Johari Bazaar — literally the "Jewellers' Market" — is the jewellery heart of Jaipur's walled Pink City, and Jaipur is widely called the Gemstone Capital of the World. Its signature is coloured stones, emeralds above all, and a trio of traditional crafts found together almost nowhere else.
The market is as old as the city. When Maharaja Sawai Jai Singh II founded Jaipur in 1727 — laying it out to Vastu Shastra principles — he set aside this street for jewellers and gem merchants and invited skilled craftsmen from across India to settle. Many of the shops are still family businesses passed down for generations, having served both the royal court and ordinary people.
Three techniques define Jaipur's craft: kundan, in which gemstones are set into a framework of pure gold foil; jadau, where uncut diamonds and stones are embedded directly into gold without prongs, the labour-intensive heart of North-Indian bridal jewellery; and meenakari, the vivid enamelling often worked into the reverse of the same pieces. Around all of it, Jaipur remains one of the world's great centres for cutting and trading coloured gemstones.

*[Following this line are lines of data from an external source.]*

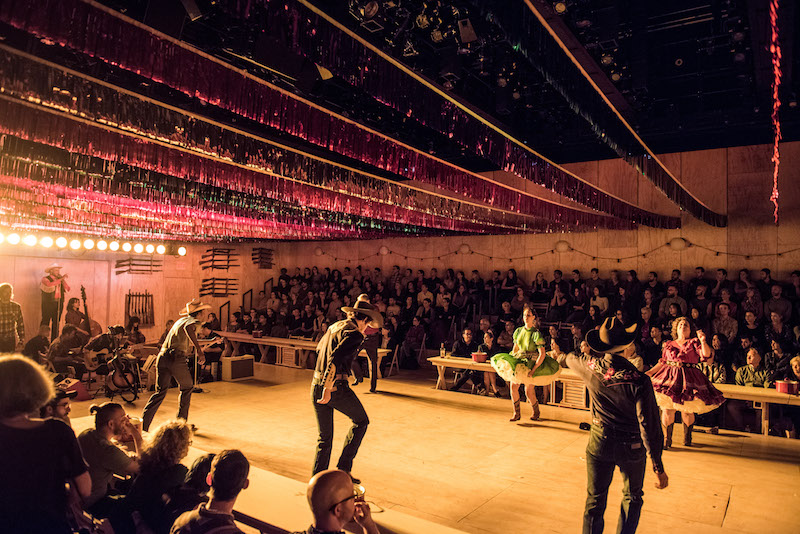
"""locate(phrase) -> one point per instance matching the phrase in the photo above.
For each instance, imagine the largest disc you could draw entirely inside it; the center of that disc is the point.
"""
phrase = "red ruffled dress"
(680, 384)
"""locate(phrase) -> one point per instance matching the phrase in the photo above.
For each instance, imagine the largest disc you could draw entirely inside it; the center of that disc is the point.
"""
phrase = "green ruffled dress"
(516, 368)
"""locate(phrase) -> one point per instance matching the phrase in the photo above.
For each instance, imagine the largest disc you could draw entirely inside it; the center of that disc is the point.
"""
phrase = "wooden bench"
(575, 394)
(288, 349)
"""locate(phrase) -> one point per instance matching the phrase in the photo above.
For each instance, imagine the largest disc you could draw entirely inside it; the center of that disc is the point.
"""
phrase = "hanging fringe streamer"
(775, 49)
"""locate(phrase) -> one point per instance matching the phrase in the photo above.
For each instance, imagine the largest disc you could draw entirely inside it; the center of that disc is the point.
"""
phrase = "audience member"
(37, 457)
(335, 503)
(227, 478)
(105, 458)
(12, 327)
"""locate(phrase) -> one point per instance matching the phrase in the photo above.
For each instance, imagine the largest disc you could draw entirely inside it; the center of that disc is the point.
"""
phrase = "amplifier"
(237, 368)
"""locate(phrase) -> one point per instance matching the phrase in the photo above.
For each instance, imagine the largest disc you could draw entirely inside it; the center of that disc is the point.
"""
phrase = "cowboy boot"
(535, 408)
(668, 435)
(687, 434)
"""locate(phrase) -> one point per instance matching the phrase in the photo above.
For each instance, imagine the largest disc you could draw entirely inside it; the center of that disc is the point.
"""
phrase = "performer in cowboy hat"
(330, 389)
(625, 423)
(53, 287)
(172, 360)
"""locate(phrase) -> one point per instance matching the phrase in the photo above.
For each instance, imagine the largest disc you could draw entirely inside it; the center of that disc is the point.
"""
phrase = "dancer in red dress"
(679, 383)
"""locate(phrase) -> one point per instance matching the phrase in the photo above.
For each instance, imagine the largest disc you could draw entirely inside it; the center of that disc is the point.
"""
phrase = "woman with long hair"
(160, 472)
(527, 364)
(679, 383)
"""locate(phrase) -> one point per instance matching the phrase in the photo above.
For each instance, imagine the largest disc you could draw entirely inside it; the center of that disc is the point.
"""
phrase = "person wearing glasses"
(334, 502)
(59, 406)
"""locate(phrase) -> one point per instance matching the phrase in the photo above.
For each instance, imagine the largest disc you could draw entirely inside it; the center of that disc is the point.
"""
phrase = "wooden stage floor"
(454, 459)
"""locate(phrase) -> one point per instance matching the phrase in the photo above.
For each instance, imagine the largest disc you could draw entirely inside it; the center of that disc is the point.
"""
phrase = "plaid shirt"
(10, 320)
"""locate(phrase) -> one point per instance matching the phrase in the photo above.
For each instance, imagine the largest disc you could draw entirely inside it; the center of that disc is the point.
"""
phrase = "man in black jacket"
(330, 389)
(625, 423)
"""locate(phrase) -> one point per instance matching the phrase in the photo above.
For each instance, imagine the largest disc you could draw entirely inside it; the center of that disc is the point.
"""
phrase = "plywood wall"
(176, 284)
(736, 181)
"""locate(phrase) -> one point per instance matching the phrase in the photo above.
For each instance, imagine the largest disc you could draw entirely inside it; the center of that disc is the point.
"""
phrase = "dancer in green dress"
(527, 364)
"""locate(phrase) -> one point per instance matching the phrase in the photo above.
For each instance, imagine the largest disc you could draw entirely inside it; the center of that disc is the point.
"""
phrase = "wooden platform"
(453, 459)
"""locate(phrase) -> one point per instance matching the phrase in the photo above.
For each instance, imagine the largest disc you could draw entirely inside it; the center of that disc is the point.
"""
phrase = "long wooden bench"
(288, 349)
(575, 396)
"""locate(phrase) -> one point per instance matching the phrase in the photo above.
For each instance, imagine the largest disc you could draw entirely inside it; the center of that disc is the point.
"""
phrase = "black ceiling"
(686, 75)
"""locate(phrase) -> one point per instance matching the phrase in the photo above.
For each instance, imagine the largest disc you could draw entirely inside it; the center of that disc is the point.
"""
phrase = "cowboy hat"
(612, 336)
(365, 308)
(194, 306)
(52, 267)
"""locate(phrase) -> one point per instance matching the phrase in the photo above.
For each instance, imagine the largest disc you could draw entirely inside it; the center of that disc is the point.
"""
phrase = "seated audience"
(59, 407)
(36, 347)
(463, 348)
(160, 473)
(37, 457)
(334, 503)
(227, 478)
(105, 458)
(63, 354)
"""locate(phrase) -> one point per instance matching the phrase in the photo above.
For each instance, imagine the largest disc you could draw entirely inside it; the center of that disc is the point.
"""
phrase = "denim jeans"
(168, 368)
(346, 402)
(605, 451)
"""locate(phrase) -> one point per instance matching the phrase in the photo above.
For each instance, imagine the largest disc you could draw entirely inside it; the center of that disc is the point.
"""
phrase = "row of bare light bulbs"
(86, 244)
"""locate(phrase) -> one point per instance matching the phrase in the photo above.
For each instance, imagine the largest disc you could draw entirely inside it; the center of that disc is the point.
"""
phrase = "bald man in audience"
(334, 503)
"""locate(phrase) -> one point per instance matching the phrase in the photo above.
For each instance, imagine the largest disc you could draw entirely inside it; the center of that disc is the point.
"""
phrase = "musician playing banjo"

It is, unmistakably, a living bazaar — pink-arched and photogenic, gold and stones sold among the textiles and sweets of the old city — rather than a luxury arcade.
On the map
- Johari Bazaar ("Jewellers' Market")
- The walled Pink City (planned 1727)
- Hawa Mahal (overlooking the bazaar)
In the district
Traveller notes
Johari Bazaar is a working market, not a mall — best for coloured stones and the traditional kundan / jadau / meenakari craft, amid the pink arches of the old city.
- Look for kundan, jadau, and meenakari work — Jaipur's signature techniques, often combined in a single bridal piece.
- Jaipur is a coloured-stone capital (emeralds especially) — ask for certification on any loose gem.
- The Hawa Mahal overlooks the bazaar's north end — an easy landmark to orient by.